With current annual revenues of about $36 million and a market cap just under $20 million, they are trading at FAR less than even ONE times revenue, so I see good value there (but that is just me). I know that CXV isn’t an MJ-producing company, but compared to the valuations that MJ companies are getting right now, CXV’s Market Cap to Revenue ratio is VERY attractive.
I think the acceptance – and even encouragement – of people getting treatment to addictions is only going to increase the demand for CXV’s services so they will likely continue to open more clinics, now that they have perfected their operating model. A great service, growing revenues, near NET profitability – I can’t see anything not to love here, other than their recent stock performance, and perhaps that will turn around soon.

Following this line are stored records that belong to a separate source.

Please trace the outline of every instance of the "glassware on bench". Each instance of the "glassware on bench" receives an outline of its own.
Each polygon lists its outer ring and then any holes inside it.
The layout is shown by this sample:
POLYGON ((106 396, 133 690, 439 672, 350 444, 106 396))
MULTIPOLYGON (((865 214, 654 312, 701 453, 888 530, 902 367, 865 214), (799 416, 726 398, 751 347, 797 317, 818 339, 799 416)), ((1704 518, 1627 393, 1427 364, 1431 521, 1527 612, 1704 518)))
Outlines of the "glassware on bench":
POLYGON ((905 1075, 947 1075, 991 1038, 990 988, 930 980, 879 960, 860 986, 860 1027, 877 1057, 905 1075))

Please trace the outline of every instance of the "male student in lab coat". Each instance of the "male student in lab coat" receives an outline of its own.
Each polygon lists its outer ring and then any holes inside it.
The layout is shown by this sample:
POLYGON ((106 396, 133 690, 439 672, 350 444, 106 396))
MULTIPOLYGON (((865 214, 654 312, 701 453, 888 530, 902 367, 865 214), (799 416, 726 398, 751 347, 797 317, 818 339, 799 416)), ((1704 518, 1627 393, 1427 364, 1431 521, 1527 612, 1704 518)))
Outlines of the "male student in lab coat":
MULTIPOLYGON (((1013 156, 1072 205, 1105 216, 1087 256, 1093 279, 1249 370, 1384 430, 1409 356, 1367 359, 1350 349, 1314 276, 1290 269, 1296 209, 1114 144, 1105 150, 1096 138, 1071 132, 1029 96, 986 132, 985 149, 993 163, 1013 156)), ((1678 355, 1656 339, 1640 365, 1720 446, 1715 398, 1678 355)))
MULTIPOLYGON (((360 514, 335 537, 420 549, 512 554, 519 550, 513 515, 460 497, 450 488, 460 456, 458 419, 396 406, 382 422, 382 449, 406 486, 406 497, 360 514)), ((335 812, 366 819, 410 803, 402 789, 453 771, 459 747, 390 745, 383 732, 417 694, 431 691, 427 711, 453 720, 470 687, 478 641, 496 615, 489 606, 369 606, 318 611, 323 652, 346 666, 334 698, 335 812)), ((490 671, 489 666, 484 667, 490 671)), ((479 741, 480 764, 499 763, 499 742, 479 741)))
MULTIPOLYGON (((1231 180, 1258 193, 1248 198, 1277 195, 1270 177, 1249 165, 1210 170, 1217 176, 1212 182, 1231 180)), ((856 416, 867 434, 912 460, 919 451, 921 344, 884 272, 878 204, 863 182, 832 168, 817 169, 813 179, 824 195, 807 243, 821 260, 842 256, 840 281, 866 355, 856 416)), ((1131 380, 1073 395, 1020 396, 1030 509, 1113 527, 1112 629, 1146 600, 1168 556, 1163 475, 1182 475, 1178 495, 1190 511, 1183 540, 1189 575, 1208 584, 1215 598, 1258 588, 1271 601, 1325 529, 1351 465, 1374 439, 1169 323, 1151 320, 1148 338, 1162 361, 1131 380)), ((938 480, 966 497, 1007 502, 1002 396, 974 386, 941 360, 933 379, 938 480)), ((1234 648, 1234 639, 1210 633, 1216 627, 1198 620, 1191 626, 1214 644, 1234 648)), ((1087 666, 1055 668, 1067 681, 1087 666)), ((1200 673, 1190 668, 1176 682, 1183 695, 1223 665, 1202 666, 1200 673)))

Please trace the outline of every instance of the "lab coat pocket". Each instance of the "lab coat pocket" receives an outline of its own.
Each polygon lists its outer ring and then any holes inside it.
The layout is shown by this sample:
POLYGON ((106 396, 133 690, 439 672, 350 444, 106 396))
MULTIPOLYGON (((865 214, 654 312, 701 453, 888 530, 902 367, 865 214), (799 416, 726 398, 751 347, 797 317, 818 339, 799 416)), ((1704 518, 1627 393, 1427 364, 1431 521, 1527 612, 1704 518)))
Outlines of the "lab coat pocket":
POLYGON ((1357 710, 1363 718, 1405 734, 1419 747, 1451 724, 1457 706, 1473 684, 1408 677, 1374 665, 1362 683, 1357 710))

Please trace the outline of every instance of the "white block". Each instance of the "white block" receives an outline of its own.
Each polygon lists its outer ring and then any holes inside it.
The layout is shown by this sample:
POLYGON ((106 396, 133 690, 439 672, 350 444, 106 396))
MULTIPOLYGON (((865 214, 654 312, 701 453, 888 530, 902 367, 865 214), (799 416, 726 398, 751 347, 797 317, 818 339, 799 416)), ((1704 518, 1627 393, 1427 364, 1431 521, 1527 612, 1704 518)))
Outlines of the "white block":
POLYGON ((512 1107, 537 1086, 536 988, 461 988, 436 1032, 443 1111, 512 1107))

** Addition (Jan 2 at 12:17 pm ET): Another poster pointed out that these clinics MAY even USE MJ to reduce their patients' reliance on (more destructive) opioids and other substances. Yet another angle for MJ to 'benefit' from this play...
As always, do your own DD, as I am not an investment professional and I am just sharing my thoughts with the group. Please let me know if your DD points out any errors or omissions in my post, as I am always looking for feedback.